Yannick Bolloré, chairman of Havas, said this January: “Authenticity is the currency of 2026. As AI floods the world with synthetic content, the human-led, meaningful creative produced by agencies has never been more valuable—or more expensive.”

Adweek has noted that audiences are showing signs of diminishing trust and authenticity fatigue related to AI content, prompting brands to rethink their AI strategies.

Still, Business Wire reported that IDC projects AI, as a whole, could contribute around 3.5 percent of global GDP by 2030 through its economic effects, including indirect and induced value from adoption across industries.

While AI-led platforms have won the battle for efficiency and distribution, agencies are winning the battle for differentiation and trust, where creativity is measured not only by the volume of ads produced but by the human connections they foster.

The Workforce Squeeze

According to McKinsey’s 2025 Global AI Survey, 32 percent of organizations expect workforce reductions in the next year due to AI adoption across industries, including media and advertising.

According to PyxelJam, an AI video production company, AI video tools can cut production costs by up to 70 percent for advertising videos compared with traditional human-led efforts, largely by eliminating location, crew, reshoots, and post-production expenses. At the same time, demand for AI talent is rising. Meta has offered exceptionally large compensation packages to attract leading AI researchers and engineers—reportedly ranging from tens to hundreds of millions of dollars, CNBC reported in 2025.

Sam Altman, quoted in AI First (OpenAI), said: “Ninety-five percent of what marketers use agencies for today will easily be handled by AI.”

Agency Pressure Cooker

Search advertising—paid ads on search engine results pages—is expected to reach approximately $390 billion in 2026, according to Statista. Marketing Week reported that social media advertising alone accounted for roughly 25.8 percent of global ad spend in 2025.

These trends place enormous pressure on traditional agencies to defend both relevance and revenue share.

Retail media, powered by AI and first-party data, surpassed traditional television advertising revenue for the first time in 2025, with $178 billion in spending, according to WPP.

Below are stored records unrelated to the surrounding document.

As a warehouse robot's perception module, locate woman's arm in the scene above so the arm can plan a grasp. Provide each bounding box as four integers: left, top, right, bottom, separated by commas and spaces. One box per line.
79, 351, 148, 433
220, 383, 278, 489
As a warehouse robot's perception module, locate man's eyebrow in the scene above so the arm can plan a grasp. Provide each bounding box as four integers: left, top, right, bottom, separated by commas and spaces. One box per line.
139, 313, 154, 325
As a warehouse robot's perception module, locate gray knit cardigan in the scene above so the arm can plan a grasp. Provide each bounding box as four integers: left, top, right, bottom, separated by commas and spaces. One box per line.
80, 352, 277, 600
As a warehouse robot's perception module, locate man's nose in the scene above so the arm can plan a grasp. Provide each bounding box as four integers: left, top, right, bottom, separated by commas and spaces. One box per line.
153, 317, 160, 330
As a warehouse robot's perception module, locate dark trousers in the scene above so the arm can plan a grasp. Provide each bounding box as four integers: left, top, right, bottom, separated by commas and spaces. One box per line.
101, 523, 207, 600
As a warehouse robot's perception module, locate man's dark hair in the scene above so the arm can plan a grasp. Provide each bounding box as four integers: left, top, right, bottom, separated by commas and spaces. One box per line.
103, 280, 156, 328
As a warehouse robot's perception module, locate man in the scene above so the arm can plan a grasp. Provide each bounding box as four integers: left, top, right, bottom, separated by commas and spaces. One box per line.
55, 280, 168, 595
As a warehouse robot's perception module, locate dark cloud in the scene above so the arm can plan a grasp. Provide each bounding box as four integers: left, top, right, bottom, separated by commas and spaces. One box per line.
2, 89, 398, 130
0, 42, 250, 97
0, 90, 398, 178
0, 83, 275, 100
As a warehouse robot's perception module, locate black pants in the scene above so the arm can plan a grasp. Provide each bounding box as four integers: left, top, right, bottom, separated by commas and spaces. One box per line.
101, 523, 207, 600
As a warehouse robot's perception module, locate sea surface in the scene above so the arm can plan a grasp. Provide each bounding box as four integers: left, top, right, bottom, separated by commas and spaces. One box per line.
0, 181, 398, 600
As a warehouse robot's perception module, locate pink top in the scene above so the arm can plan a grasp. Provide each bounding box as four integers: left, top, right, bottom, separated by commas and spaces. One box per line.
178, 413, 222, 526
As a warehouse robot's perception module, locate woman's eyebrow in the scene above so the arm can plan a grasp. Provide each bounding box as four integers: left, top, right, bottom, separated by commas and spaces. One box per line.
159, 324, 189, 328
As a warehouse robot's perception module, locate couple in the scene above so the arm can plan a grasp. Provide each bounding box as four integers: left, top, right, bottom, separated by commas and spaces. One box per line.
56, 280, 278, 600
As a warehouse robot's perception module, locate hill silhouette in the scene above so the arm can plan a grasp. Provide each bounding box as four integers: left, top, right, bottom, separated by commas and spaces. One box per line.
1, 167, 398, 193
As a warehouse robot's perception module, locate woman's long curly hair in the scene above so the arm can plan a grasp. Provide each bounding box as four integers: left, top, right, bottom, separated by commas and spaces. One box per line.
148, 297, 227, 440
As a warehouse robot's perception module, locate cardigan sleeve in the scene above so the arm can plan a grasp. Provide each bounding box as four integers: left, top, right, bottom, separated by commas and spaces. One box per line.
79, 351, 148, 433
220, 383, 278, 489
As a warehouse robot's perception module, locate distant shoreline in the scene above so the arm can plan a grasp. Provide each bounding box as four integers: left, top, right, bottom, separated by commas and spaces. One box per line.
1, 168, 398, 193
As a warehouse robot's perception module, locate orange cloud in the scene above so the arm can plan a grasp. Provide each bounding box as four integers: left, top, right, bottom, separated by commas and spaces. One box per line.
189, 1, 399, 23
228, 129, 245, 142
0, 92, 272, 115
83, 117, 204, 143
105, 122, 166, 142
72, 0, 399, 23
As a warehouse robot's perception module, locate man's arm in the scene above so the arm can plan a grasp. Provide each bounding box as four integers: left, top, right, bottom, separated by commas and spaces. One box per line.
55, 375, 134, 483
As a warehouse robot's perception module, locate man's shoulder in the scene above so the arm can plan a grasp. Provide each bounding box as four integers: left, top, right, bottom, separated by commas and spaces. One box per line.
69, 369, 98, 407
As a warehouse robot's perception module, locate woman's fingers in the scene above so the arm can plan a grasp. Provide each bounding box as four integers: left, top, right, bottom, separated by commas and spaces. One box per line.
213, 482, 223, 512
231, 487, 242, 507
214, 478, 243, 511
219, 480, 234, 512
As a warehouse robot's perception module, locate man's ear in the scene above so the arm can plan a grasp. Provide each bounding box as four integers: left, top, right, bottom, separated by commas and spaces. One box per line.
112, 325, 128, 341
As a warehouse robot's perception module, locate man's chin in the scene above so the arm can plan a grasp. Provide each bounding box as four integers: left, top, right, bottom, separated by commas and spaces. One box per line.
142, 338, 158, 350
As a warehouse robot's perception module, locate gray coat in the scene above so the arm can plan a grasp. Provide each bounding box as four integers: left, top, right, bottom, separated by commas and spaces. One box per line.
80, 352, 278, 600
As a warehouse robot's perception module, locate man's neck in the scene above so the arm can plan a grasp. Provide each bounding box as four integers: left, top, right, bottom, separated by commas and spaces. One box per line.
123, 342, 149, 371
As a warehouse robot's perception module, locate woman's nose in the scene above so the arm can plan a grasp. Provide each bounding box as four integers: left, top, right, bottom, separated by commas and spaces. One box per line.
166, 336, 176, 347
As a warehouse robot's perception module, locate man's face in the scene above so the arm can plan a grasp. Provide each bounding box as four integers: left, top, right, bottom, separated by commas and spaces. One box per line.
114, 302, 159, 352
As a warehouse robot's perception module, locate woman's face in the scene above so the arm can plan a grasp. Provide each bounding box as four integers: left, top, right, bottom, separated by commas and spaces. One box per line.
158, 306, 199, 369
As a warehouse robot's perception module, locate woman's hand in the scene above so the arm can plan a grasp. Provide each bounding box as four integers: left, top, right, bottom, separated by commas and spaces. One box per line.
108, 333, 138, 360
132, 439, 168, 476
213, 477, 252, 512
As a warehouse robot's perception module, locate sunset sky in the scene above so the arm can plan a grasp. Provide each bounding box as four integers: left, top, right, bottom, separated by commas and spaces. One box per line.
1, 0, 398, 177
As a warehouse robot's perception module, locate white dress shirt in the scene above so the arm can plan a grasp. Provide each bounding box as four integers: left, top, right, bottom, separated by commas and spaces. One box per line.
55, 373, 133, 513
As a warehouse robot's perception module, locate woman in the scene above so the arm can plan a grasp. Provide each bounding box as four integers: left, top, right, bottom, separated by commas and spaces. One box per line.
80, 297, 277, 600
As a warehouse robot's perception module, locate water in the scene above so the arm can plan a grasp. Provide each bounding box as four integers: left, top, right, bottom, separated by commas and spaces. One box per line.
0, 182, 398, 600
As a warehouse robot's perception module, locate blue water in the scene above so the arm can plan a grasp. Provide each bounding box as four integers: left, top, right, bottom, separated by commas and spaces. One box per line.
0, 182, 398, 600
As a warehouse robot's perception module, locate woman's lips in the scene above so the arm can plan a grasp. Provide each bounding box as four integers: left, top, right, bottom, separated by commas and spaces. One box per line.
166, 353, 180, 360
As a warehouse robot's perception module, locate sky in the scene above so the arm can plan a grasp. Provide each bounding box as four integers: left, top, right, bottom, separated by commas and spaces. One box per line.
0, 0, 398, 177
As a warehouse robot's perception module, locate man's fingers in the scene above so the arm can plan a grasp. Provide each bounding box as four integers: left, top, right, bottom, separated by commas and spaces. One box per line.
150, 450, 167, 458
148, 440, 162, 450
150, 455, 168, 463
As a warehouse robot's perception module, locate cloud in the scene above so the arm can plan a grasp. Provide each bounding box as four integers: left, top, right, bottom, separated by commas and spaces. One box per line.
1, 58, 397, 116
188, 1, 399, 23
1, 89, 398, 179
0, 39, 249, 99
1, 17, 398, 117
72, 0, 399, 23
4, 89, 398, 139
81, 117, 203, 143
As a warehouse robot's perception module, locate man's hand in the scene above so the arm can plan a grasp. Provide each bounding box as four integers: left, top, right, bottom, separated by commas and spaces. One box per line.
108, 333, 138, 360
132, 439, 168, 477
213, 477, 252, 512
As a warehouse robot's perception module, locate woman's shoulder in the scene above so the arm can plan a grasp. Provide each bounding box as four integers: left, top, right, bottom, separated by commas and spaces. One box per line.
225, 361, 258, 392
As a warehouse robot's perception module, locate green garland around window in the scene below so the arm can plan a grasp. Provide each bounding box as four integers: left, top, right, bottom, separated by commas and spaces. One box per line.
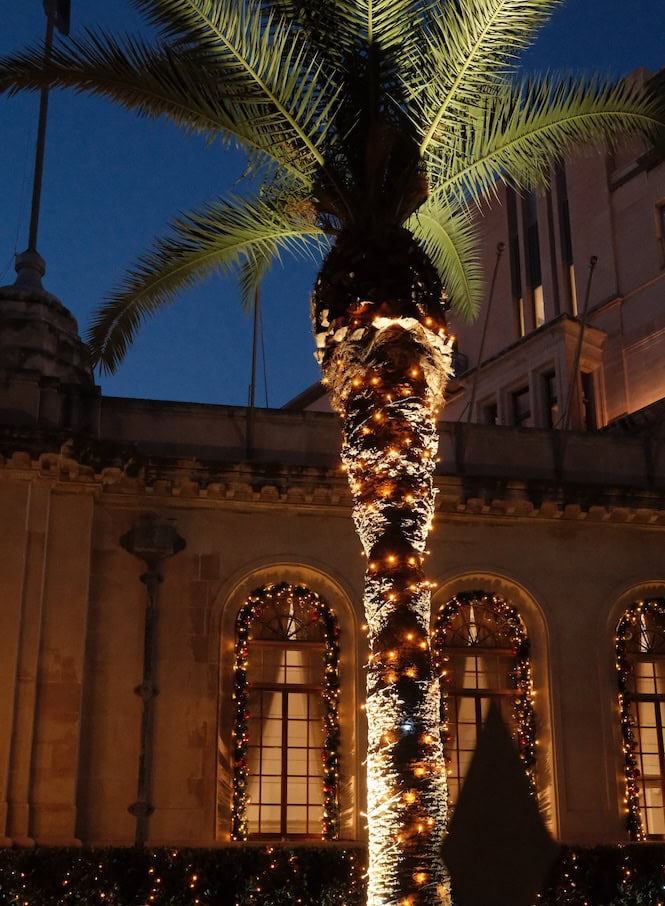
231, 583, 341, 841
615, 598, 665, 842
432, 590, 538, 795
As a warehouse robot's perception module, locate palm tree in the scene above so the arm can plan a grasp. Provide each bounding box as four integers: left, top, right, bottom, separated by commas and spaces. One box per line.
1, 2, 663, 903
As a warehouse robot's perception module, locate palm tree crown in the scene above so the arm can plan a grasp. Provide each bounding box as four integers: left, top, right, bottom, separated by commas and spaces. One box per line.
1, 0, 662, 369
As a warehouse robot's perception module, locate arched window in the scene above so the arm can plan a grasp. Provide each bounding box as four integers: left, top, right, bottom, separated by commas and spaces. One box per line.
231, 583, 340, 840
432, 591, 537, 808
616, 599, 665, 840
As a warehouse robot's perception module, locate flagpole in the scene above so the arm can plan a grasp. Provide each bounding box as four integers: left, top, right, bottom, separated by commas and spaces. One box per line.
16, 1, 69, 288
246, 284, 260, 458
27, 10, 55, 254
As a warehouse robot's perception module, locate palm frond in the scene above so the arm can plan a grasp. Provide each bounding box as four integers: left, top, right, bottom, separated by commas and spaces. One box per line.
417, 0, 561, 156
0, 32, 312, 182
130, 0, 344, 175
407, 200, 483, 320
429, 72, 665, 206
88, 193, 326, 372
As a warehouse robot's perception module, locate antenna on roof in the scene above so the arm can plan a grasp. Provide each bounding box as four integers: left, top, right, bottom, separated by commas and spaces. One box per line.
15, 0, 71, 289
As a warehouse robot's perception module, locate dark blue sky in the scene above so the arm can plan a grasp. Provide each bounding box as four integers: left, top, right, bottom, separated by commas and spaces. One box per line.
0, 1, 663, 407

Doug Herrington, CEO of Worldwide Amazon Stores, said in an October 2025 report: “By leveraging AI to close the loop between a seen ad and a confirmed purchase in milliseconds, Amazon is capturing the intent that traditional agencies used to spend months researching.”

Does this spell the death of agencies? “It’s not the death of agencies. It’s the death of outdated agency models,” said Patrick Garvey, co-founder of We Are Pi, summarizing the challenge facing the industry—perhaps for the better.

Try telling that to their current employees.